Savcılık tarafından sunulan mütalaada sanığın en ağır hadden cezalandırılması talep edildi. Sanık avukatları savunma için süre istedi. Davanın 2’nci duruşmasının 19 Eylül tarihinde görülmesine karar verildi.
Kartal’ın eniştesi Cihan Yılmaz, duruşmayı değerlendirdi. Yılmaz, “Serpil’in ölümünden sonra taziyeye gelen, arayan hiçbir yetkili olmadı. Duruşmaya katılan bir devlet yetkilisi de yok. Sadece Bakanlık tarafından mecburi olarak yollanan gözlemci geldi. Bu durum ne kadar yalnız kaldığımızı gösteriyor. Serpil, sığınma evindeyken onunla görüşebilmek için onlarca dilekçe ilettik. Hiçbirine olumlu yanıt vermediler. Ancak katil Serpil’i sığınma evindeyken arayabildi. Biz onunla görüşemezken bu katil sığınma evini nasıl arayabildi? Sığınma evinden çıktığında hiçbir yetkili bizi arayıp haber bile vermedi. Bunlar devletin ihmalini gösteriyor. Sorumlular tespit edilerek gerekli cezalar uygulanırsa başka kadınların ölümü engellenebilir. Ağırlaştırılmış müebbet cezasıyla yargılanması bizim için olumlu bir gelişme” dedi.

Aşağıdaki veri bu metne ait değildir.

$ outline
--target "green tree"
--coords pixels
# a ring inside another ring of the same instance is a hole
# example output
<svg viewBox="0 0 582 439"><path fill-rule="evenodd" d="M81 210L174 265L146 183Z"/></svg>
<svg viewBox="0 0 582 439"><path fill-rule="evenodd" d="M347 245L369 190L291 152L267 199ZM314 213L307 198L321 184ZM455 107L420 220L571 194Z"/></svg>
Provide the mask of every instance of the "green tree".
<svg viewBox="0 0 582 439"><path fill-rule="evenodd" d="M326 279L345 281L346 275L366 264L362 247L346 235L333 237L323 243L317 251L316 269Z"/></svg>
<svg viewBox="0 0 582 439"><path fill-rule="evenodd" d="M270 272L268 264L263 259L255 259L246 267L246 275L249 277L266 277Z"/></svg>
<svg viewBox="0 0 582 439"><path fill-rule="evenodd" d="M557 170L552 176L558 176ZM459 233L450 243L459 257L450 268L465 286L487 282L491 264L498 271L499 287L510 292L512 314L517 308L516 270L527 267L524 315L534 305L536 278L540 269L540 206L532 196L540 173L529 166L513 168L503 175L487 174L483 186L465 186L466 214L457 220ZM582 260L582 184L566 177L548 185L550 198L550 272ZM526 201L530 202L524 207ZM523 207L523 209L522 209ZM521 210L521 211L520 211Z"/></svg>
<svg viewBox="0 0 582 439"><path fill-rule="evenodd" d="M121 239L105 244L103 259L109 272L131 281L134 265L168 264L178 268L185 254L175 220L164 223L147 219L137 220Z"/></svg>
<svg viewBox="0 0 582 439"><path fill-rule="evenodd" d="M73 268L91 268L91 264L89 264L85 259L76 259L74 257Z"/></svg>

Kartal’ın kuzeni Sinan Bayır, “Bir kız evlat babasıyım, kızımı evlendirmeye korkuyorum. İnşaatlarda yevmiyeyle çalışarak 3 çocuğumu okutuyorum. Biri gelip çocuğumu öldürsün diye mi bu kadar emek veriyorum?” diye konuştu. Bayır, şöyle devam etti: “Serpil’in ve 3 çocuğunun günahı neydi? Evlenmek kadar boşanmak da haktır. Kız çocuklarımız da kadınlarımız da tehdit altında yaşıyor. Ben 20 yıl AKP’ye oy verdim. Vicdanen çok rahatsızım. Çocuklarım da bana ‘artık bunlara oy verme’ diyor. Ülkede ne güvenlik ne adalet kaldı. Devlet var ama adalet yok. Her gün bir kadın cinayeti işleniyor, bu katiller nasıl ellerine silah alıp kadınları öldürebiliyor? Bu ve bunun gibi katillere ağır cezalar uygulanmalı, 3-4 yıl yatıp dışarı çıkmamalılar. Serpil’in darp raporu var, 2 yıl sığınma evinde kaldı. Hepsinin kayıtları var. Adalet olsaydı, devlet gerekeni yapsaydı bunlar yaşanır mıydı?”
Genç kadının annesi Hediye Kartal, eşini genç yaşta kaybettiğini, çocuklarını tek başına binbir emekle büyüttüğünü belirterek, “Bu katilin dışarı salınıp başkalarına musallat olmaması lazım. Ben yandım, başka anneler yanmasın” dedi.